Лиза встретила Костю. Она построже стала с ним.
— Запылился‑то как! Душ бы хоть принял!
Душ — это был удачный совет. Костя зашёл в ванную, скинул, торопясь, одежду и крутанул сразу оба крана, горячий и холодный. Но на него обрушилась только холодная струя. Он позабыл, что здесь надо было подогревать сперва воду в колонке. Ничего, так даже лучше получилось. Ему и нужна была сейчас холодная вода. Самая холодная, ледяная, с гор. Он так перегрелся, так истомился, что только холодная, ледяная вода и могла ему чуть–чуть пособить.
— Чайник, чайник с кипятком возьми! — кричала за дверью Лиза.
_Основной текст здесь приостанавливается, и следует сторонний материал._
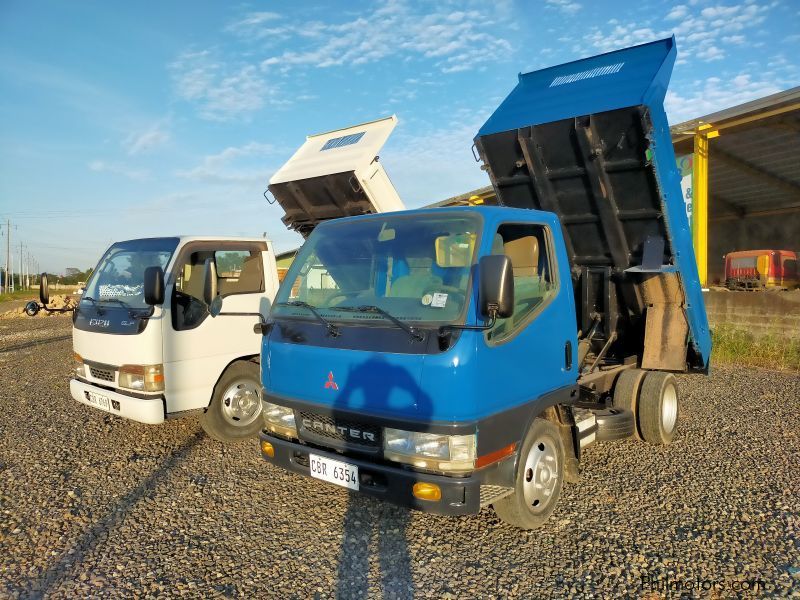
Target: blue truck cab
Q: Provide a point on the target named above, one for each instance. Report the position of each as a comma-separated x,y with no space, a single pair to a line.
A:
453,358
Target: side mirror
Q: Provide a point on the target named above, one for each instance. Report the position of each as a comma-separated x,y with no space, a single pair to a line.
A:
215,307
153,286
496,286
44,289
209,282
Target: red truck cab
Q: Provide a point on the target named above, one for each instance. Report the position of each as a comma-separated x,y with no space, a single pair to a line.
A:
761,269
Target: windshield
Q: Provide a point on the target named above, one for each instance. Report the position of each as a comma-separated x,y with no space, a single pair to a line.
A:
415,268
120,273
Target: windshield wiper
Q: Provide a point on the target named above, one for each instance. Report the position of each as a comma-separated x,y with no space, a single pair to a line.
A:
332,329
371,308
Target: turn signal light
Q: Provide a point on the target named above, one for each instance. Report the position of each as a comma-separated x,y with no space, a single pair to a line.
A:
268,449
427,491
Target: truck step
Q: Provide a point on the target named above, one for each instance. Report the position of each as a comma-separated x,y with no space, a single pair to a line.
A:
586,424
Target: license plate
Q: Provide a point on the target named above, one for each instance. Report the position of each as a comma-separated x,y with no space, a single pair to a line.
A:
98,400
333,471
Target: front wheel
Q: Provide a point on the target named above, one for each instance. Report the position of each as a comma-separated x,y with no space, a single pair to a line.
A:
540,475
235,410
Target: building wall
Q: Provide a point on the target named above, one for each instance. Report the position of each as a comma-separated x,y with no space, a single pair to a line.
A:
774,232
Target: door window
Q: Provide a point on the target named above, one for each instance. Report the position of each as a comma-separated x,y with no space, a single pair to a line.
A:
239,272
534,282
236,272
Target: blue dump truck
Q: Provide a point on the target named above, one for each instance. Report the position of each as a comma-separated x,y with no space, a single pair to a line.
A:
449,359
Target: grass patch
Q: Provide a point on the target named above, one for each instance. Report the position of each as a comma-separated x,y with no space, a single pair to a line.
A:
735,345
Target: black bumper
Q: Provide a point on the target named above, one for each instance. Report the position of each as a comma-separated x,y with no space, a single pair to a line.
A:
460,495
Он не ответил, перехватило дыхание. Ледяная вода, вода горных вершин, была беспощадна и милосердна. Она все мысли из него высекла, все, до единой. Он стоял и ни о чём не думал, погибая от холода и радуясь своему безмыслию.
15
Снова обед в компании Анны Николаевны и тёти Лизы. К счастью, свои их донимали мысли, им самим хотелось помолчать. Анна Николаевна только спросила:
— Осваиваешь машину, Костя?
— Осваиваю.
— А мыть кто её будет? — спросила Лиза, воинственно вздёрнув маленькую головку, оплетённую косицами. — Я мыть машину отказываюсь.
— Зачем же, я сам буду мыть, — сказал Костя.
Вот и весь разговор за всё время обеда, если не считать недовольных Лизиных похмыкиваний, будто она с кем‑то бранилась, но молчком, и лишь эти похмыкивания и прорывались наружу. И если не считать, что Анна Николаевна не оставляла Костю заботливым вниманием, хоть и была занята своими мыслями.
— Ещё супу? Ещё мяса? — спрашивала она. — Хороши ли наши помидоры?